Defining your Top 10 characteristics and listing your biases are the foundations of a successful selection process. Examples of Top 10 characteristics are good judgment, leadership, project management, and exceptional writing skills, but these will vary from position to position. You and your search committee will also want to brainstorm and identify your biases, such as a bias for those who graduated from a school you admire or a bias against a short cover letter or typos on a resume. Using a Top 10 list will help you defeat the biases that you and the search committee possess.

Before opening any search at Reed, you need to have the approval of the vice presidents/deans. After the strategy meeting, you and your VP will email a request for approval to open a search to the other VP/deans. Here is a sample request.

Job Posting

HR can help you to write your job posting, which is different from a job description; a job posting is written for candidates who don’t know Reed. Here is a sample job posting.

As you can see, posting your opening online is hardly the first step in recruiting. HR will help you by posting your opening to general websites, and you’ll be responsible to post to listservs and websites that are specialized to your discipline.

Application Deadlines

HR recommends that you do not use a closing date or resume due date during staff recruitments. The reason for this is that we strive for the largest and most diverse candidate pool possible. Active job seekers are the first to apply to our jobs, and that's fine, however through our professional and personal networks, we also attempt to reach passive job seekers, i.e. those who are successful in their current job but would be open to a new opportunity. Often, passive job seekers are highly qualified. And sometimes it happens that the last applicant is the one who is selected.

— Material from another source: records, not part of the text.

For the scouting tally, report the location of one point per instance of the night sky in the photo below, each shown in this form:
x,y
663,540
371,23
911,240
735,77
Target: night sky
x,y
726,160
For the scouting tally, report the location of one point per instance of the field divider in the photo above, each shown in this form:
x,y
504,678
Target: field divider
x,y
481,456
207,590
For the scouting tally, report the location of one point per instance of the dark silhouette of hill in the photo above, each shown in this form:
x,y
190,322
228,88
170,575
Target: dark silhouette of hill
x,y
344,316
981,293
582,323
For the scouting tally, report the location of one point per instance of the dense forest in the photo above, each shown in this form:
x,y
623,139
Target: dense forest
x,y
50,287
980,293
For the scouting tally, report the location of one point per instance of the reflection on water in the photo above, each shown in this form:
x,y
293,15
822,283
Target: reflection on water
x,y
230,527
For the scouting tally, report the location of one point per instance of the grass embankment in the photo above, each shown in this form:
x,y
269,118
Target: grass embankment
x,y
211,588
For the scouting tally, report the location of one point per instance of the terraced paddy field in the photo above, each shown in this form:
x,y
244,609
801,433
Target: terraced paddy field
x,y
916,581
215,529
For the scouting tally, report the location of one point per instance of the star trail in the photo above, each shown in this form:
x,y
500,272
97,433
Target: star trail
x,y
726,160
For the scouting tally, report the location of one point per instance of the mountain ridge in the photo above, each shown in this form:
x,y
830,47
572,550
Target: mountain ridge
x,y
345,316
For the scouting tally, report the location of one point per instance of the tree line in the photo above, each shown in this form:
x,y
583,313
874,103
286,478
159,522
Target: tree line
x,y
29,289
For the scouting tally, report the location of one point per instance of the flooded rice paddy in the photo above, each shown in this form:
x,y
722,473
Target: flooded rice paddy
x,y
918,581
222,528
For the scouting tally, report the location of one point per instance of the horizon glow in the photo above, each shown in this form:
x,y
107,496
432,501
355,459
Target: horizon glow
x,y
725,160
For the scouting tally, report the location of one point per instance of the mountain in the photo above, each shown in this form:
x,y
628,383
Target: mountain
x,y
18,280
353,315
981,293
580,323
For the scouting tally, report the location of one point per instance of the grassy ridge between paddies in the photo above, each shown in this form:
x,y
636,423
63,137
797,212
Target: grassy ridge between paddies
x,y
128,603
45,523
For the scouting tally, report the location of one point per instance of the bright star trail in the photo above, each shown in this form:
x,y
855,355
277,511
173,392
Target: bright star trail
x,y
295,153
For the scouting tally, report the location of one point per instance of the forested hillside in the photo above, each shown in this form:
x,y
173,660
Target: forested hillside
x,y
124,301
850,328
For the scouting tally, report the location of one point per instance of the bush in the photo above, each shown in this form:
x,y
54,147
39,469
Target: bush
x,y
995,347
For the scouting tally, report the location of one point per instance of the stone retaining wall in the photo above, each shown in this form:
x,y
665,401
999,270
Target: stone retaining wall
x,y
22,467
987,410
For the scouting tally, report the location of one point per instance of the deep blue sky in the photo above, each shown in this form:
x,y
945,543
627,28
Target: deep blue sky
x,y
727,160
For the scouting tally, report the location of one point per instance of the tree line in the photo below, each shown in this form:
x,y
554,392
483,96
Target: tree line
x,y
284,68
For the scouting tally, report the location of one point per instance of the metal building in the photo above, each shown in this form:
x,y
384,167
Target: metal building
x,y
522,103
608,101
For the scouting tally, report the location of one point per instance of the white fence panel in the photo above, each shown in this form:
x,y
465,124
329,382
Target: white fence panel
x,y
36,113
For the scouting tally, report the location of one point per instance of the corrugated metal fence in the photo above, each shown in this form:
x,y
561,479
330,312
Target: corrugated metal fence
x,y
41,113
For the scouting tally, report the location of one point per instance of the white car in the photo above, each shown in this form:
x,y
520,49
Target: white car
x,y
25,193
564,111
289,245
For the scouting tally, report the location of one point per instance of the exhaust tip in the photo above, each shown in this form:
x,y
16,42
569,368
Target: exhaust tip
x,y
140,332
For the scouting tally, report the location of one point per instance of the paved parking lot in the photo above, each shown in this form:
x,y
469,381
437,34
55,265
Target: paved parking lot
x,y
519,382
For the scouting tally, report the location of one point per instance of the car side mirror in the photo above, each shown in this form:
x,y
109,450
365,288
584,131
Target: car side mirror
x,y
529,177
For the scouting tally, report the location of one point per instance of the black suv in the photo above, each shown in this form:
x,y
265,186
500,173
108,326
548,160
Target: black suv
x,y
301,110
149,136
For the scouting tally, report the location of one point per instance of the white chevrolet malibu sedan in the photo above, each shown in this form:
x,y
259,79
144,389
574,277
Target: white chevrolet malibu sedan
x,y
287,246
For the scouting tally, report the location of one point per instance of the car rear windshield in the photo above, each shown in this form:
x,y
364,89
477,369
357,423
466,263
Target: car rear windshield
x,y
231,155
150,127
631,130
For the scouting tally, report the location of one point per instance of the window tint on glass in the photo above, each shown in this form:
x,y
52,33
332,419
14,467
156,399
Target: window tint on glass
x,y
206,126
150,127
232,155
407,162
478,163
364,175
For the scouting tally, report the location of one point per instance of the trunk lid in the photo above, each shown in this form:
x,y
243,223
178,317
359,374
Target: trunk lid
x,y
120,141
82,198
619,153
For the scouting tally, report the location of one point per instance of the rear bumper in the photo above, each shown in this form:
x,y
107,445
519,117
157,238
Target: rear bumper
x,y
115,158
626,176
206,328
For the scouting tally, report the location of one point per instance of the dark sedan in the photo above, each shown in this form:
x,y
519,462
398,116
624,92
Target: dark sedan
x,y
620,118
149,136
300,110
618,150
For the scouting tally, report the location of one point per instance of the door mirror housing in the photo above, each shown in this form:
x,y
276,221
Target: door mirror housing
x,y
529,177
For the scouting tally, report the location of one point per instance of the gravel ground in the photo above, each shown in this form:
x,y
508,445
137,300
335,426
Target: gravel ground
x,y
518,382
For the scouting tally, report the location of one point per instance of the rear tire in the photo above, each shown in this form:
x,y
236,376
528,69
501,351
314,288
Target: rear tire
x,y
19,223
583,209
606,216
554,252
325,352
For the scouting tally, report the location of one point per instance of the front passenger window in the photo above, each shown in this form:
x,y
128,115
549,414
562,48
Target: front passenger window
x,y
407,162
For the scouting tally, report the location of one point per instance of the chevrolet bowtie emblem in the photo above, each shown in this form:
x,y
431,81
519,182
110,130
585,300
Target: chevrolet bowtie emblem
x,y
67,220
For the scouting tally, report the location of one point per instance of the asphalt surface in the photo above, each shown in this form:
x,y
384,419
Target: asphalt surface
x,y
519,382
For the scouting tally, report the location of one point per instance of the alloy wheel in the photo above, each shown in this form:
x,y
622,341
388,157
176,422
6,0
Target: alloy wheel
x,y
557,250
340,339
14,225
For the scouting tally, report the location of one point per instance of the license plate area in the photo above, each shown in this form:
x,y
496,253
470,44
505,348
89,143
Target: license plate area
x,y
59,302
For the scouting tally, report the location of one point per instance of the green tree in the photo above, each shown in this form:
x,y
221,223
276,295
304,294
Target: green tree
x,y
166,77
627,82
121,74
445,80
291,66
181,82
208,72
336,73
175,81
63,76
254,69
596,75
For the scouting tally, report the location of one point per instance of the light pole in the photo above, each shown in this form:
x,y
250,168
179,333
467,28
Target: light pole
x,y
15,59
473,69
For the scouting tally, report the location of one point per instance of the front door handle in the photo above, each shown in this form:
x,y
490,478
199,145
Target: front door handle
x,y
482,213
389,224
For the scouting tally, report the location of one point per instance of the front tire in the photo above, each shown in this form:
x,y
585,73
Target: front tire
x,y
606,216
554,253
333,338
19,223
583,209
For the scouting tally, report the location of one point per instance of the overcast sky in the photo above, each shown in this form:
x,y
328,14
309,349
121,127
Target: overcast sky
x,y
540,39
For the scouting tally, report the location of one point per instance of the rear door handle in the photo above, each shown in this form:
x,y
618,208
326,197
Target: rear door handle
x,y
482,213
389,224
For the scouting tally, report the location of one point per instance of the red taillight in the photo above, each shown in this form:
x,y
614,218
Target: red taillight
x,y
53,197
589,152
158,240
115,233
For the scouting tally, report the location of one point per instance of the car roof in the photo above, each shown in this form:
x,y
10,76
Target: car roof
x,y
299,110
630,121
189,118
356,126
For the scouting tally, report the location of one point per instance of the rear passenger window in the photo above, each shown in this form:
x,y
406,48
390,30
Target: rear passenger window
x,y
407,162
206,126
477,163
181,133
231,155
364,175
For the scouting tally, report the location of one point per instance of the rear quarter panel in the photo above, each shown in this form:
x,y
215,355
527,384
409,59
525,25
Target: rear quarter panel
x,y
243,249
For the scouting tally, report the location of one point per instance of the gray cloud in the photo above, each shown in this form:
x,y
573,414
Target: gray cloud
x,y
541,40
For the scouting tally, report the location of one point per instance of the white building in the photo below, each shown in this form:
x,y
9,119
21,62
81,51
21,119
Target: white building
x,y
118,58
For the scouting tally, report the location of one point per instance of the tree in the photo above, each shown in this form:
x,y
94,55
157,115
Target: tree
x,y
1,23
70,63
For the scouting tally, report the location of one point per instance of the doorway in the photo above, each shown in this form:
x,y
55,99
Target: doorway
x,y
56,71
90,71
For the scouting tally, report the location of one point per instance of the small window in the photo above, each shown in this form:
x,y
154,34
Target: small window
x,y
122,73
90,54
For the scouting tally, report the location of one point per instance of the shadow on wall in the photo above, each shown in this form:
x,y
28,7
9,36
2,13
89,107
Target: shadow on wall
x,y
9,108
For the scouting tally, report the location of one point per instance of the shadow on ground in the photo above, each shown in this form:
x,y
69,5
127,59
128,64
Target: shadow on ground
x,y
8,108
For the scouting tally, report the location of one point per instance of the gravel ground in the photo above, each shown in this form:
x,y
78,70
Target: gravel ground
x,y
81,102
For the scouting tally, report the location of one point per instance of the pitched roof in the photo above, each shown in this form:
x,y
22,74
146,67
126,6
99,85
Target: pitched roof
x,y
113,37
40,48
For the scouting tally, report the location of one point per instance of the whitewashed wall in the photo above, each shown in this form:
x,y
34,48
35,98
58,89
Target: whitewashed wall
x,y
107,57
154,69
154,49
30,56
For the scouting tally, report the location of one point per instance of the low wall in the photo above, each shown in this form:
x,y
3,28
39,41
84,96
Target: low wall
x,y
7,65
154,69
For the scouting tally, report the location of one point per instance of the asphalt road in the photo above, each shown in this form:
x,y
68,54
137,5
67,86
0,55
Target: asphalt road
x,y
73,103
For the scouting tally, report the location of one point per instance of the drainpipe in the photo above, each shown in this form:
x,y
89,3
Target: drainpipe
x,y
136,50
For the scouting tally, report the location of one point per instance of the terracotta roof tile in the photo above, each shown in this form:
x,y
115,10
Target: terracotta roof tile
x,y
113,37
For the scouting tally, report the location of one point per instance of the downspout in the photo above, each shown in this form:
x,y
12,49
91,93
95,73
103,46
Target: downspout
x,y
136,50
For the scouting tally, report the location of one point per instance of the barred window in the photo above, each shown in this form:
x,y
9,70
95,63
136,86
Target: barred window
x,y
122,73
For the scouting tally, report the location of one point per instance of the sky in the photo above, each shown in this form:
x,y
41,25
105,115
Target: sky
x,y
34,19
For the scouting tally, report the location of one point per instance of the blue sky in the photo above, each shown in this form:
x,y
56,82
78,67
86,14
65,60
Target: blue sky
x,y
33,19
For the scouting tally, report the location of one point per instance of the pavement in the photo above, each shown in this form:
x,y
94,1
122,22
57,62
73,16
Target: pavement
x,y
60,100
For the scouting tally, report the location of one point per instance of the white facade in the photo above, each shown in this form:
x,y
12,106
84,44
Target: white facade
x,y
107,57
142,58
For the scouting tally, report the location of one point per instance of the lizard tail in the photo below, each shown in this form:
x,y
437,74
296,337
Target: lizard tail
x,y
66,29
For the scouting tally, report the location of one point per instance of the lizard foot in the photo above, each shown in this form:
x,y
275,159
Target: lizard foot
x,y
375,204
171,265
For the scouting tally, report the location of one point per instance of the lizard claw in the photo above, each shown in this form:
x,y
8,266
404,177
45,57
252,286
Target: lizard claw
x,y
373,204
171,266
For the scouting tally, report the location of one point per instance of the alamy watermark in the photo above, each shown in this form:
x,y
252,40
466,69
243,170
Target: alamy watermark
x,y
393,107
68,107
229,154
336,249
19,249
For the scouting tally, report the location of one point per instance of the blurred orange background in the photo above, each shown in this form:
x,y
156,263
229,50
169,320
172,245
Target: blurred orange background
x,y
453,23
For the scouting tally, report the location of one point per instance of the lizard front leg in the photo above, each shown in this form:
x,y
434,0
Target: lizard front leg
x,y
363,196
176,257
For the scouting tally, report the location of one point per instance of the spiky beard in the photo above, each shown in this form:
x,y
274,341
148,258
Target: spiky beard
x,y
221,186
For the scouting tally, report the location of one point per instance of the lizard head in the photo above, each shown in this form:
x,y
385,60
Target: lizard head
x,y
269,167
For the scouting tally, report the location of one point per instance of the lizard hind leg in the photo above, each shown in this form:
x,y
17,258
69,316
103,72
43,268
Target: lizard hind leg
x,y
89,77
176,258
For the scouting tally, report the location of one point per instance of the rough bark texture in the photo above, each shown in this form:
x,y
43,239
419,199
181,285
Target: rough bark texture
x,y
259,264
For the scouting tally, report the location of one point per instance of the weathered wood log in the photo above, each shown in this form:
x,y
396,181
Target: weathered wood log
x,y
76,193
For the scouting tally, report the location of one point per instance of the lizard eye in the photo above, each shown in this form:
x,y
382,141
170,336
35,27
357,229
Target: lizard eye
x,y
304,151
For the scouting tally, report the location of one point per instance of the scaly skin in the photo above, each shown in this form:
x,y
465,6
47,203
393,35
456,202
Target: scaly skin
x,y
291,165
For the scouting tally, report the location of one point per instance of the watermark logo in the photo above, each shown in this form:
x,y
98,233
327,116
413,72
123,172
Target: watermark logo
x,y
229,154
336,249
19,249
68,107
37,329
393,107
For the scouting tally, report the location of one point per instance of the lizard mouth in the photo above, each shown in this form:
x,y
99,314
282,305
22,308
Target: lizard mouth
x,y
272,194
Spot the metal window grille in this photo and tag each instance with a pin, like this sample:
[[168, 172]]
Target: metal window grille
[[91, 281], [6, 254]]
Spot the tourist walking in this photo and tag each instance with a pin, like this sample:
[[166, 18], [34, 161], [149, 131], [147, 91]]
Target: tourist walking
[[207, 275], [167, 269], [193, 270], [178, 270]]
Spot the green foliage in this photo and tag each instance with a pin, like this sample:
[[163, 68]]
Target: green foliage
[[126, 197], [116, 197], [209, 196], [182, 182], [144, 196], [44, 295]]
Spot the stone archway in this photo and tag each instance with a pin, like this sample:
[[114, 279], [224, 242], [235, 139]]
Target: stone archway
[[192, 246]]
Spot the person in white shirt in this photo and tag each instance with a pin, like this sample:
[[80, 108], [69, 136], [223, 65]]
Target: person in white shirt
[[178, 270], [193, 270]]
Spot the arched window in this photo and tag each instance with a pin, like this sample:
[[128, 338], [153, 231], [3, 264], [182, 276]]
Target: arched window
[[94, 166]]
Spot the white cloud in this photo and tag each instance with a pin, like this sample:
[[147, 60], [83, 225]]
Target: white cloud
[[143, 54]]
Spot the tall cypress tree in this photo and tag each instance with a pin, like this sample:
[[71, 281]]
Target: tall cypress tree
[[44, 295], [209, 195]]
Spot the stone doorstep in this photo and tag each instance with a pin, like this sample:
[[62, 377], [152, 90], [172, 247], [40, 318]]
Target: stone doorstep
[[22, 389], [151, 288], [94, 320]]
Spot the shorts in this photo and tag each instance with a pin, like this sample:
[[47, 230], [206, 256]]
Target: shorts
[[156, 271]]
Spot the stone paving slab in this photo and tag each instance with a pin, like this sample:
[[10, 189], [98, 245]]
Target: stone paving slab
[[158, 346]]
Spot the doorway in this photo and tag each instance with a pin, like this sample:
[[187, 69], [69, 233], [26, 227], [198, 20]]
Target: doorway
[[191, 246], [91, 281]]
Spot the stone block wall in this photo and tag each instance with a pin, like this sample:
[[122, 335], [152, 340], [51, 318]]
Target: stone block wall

Another reason that we don't use closing dates is because most applicants wait until just before the closing date to submit their materials. In this way, a search team will not know the size and depth of their candidate pool until it's too late to do something about it. We strongly prefer job descriptions to say "Applications are reviewed as they are received so you are encouraged to apply early."

If you feel that you must use a closing date, it is acceptable to say that applications received by a certain date will receive priority, or to say that application review will begin on a certain date. However, when that date arrives, you must delete this from your job posting so that you do not discourage additional applicants. In no instance, though, should you use a closing date in order to limit the number of applications that you must review--this is counter to our work to ensure deep and diverse candidate pools.